More media stuff

The Guardian seems to have started a Wire discussion group. It would be churlish to suggest that the Guardian, as an entity, never took as much interest in the Wire before it centred round a newspaper office.

(Charlie Brooker and a couple of other Guardian tv reviewers were the honourable exceptions to this.)

I’m going to steal its intro warning to explain why I haven’t been indulging in my customary gushing over the genius of the Wire:

SPOILER ALERT: Usual rules: No giving the game away if you’ve gone further; don’t spoil it for yourself if you are further behind.

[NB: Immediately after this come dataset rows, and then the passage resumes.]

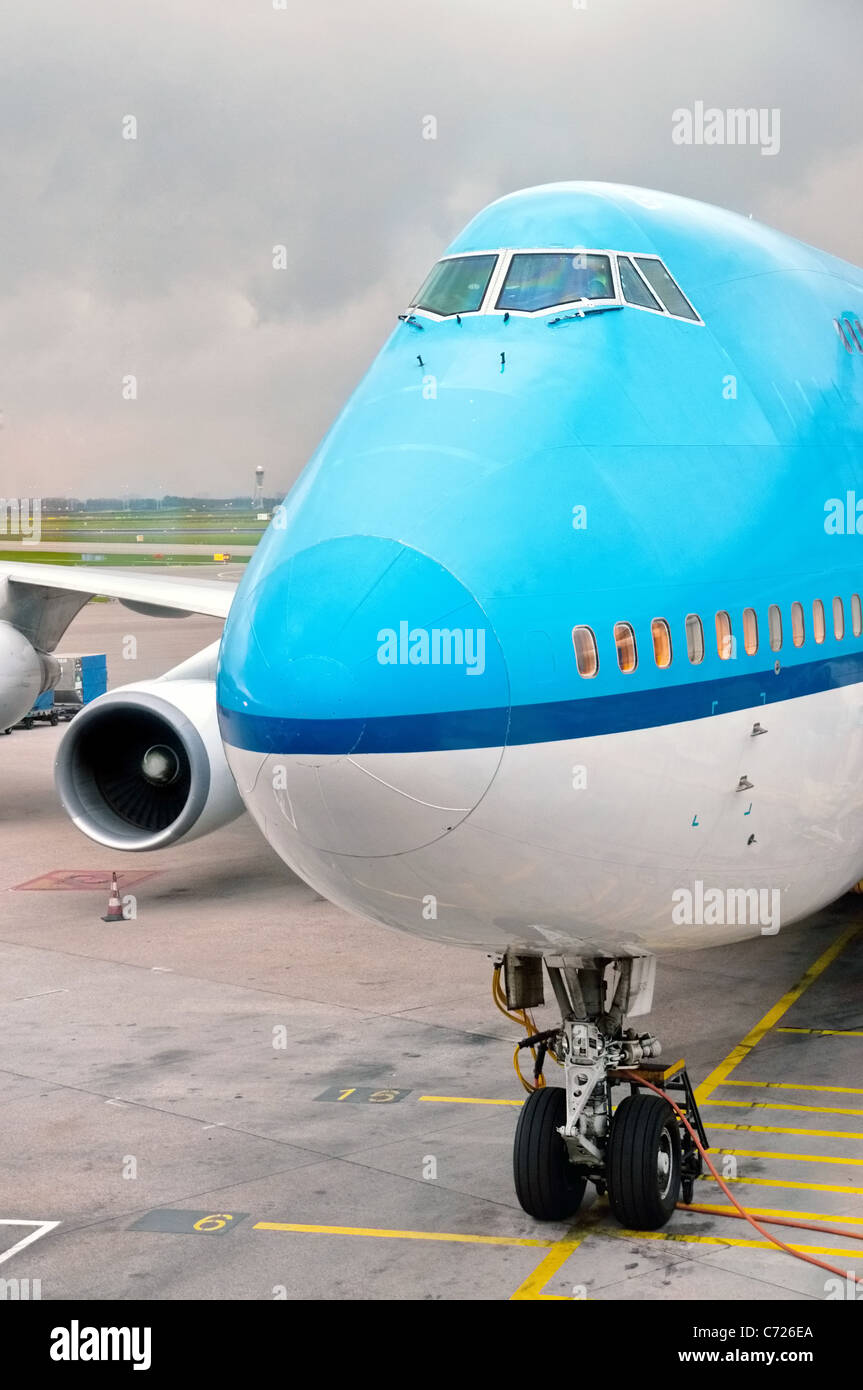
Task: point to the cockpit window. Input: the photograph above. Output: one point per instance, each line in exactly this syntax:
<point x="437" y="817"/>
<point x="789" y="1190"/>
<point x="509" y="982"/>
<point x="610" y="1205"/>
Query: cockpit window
<point x="456" y="285"/>
<point x="541" y="280"/>
<point x="670" y="293"/>
<point x="634" y="288"/>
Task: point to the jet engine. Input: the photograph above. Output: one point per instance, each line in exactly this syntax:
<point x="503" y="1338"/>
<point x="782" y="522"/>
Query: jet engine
<point x="24" y="674"/>
<point x="143" y="766"/>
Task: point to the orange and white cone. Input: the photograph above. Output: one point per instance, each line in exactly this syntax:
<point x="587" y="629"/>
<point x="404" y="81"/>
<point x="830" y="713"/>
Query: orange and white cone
<point x="114" y="912"/>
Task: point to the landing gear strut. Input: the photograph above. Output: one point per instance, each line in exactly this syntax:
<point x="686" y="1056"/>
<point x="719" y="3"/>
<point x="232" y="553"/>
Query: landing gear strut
<point x="638" y="1151"/>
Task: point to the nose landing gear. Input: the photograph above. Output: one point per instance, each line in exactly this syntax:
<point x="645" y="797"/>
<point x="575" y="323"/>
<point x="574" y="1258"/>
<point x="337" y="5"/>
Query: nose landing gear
<point x="639" y="1151"/>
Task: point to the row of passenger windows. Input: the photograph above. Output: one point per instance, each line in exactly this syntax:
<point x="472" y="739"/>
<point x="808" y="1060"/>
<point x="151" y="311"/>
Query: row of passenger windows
<point x="587" y="652"/>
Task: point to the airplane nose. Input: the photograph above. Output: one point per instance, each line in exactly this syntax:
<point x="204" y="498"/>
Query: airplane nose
<point x="371" y="683"/>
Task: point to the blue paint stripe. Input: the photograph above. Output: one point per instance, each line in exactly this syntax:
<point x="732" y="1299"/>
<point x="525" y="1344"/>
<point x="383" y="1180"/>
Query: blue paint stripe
<point x="538" y="723"/>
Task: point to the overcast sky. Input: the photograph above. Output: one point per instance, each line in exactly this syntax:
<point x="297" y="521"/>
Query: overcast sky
<point x="303" y="127"/>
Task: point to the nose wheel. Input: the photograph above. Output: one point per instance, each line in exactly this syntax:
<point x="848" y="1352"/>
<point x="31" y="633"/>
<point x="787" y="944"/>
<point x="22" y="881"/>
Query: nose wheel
<point x="548" y="1184"/>
<point x="644" y="1151"/>
<point x="644" y="1162"/>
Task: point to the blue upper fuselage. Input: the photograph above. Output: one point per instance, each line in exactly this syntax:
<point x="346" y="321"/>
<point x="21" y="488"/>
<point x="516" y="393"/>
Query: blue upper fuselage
<point x="445" y="496"/>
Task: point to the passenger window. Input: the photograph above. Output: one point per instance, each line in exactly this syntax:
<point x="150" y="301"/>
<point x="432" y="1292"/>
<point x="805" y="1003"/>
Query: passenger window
<point x="456" y="285"/>
<point x="539" y="280"/>
<point x="695" y="638"/>
<point x="842" y="334"/>
<point x="751" y="633"/>
<point x="670" y="293"/>
<point x="587" y="656"/>
<point x="624" y="640"/>
<point x="798" y="626"/>
<point x="634" y="288"/>
<point x="662" y="641"/>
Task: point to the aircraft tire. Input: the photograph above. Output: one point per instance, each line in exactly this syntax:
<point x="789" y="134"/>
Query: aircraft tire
<point x="546" y="1184"/>
<point x="644" y="1162"/>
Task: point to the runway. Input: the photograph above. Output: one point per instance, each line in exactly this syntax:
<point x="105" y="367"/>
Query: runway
<point x="246" y="1093"/>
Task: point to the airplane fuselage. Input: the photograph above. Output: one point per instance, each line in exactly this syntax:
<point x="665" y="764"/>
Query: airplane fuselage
<point x="402" y="695"/>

Basically, it’s too difficult to remember which Wire events are OK to write about and which aren’t, in case I spoil someone’s enjoyment. Sadly, I’ve already spoilt it for myself by seeing it already. I know what’s going to happen in the wind-up part of the 5-series set, so I don’t want to watch it until I’ve forgotten enough detail to make it watchable again.

There’s an Iraq war short series from “the team who brought you the Wire.” I would be grateful if someone who’s seen it in the US will tell me if it’s good. I’ve decided to wait till it’s on television here, so as not to spoil it, in case it is good.

However, I’m so squeamish that I won’t want to watch it if it’s too distressing. Which, given that it’s about the Iraq war, is probably a certainty. So I’m in two minds about the whole thing and would welcome any guidance.

Otherwise completely unconnected to the above rambling, except for being also interesting in today’s Guardian, there’s an article by Hicham Yezza, the academic who’s waiting to be deported after downloading the al-qaeda manual for a colleague.

The UN’s committee on human rights has just published a report criticising Britain’s anti-terror laws and the resulting curbs on civil liberties. For many commentators the issues raised are mostly a matter of academic abstractions and speculative meanderings. For me, it is anything but. These laws have destroyed my life. (from Hicham Yezza in the Guardian.)

I had lazily assumed that this nonsense was all sorted out months ago. It appears not. Just because the media have lost interest doesn’t mean that this absurdity has been undone. In fact, some inexorable process – that Yezza characterises as Kafkaesque – seems have been set going.